| I feel this. I take breaks. But I also get drawn to overworking ( as I'm doing right now ), which I justify because "I'm just keeping an eye on the agent". It's hard work. It's hard to explain what's hard about it. Watching as a machine does in an hour what would take me a week. But also watching to stop the machine spin around doing nothing for ages because it's got itself in a mess. Watching for when it gets lazy, and starts writing injectable SQL. Watching for when it gets lazy, and tries to pull in packages it had no right to. We've built a motor that can generate 1,000 horse power. But one man could steer a horse. The motor right now doesn't have the appropriate steering apparatus. I feel like I'm chasing it around trying to keep it pointed forward. It's still astronomically productive. To abandon it would be a waste. But it's so tiring. |
The other tax is the intermittent downtime when you are waiting for the LLM to finish. In the olden days you might have productive downtime waiting for code to compile or a test suite to run.
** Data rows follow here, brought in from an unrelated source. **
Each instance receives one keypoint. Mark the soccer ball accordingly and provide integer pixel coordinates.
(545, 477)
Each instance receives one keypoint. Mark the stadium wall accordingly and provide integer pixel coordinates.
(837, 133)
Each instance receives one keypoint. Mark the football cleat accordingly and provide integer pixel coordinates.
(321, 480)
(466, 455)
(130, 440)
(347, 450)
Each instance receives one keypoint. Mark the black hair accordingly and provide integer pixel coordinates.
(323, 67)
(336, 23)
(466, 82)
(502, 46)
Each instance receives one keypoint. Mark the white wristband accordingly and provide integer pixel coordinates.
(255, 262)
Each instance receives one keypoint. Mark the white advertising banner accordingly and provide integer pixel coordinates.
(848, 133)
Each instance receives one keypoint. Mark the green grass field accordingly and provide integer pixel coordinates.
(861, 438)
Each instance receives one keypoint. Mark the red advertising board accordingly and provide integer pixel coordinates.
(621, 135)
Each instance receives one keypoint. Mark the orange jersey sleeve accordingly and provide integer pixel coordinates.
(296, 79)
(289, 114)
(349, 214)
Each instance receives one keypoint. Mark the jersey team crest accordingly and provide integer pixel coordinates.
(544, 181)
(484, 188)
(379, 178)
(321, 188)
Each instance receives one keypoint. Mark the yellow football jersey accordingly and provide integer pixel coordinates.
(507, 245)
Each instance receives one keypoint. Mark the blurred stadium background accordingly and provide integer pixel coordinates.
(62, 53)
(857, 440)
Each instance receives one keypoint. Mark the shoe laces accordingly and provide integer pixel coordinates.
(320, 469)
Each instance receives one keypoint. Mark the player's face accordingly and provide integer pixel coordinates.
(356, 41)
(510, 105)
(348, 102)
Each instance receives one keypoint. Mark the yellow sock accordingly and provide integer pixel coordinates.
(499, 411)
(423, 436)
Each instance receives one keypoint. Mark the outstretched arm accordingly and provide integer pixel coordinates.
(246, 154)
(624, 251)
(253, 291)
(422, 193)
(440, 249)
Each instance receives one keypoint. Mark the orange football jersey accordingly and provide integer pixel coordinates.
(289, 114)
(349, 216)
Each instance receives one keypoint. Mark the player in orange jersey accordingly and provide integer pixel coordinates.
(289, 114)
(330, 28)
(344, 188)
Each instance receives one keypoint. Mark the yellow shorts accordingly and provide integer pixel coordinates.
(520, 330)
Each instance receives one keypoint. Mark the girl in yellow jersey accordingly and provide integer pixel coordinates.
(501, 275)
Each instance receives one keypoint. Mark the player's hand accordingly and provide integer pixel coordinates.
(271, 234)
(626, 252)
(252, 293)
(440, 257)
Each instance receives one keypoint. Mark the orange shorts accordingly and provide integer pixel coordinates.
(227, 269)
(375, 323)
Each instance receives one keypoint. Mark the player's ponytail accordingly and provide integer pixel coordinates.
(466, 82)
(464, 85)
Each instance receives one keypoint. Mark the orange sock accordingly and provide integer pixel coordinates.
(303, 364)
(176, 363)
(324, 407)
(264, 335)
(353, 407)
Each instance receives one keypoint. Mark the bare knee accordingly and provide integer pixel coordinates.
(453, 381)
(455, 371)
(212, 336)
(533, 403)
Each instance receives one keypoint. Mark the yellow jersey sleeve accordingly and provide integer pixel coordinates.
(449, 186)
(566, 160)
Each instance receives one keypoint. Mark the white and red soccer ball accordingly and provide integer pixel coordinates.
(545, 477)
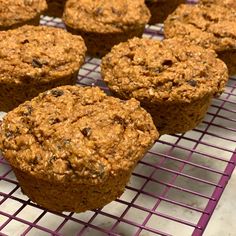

While this was happening you might review your assumptions or check your changes or realize you forgot an edge case and start working on a patch immediately.
When an LLM is running, you can't do this. Your changes are being done on your behalf. You don't know how long the LLM will take, or how you might rephrase your prompt if it does the wrong thing until you see and review the output. At best, you can context switch to some other problem but then 30 seconds later you come back into "review mode" and have to think architecturally about the changes made then "prompt mode" to determine how to proceed.
When you are doing basic stuff all of this is ok, but when you are trying to structure a large project or deal with multiple competing concerns you quickly overwhelm your ability to think clearly because you are thinking deeply about things while getting interrupted by completed LLM tasks or context switching.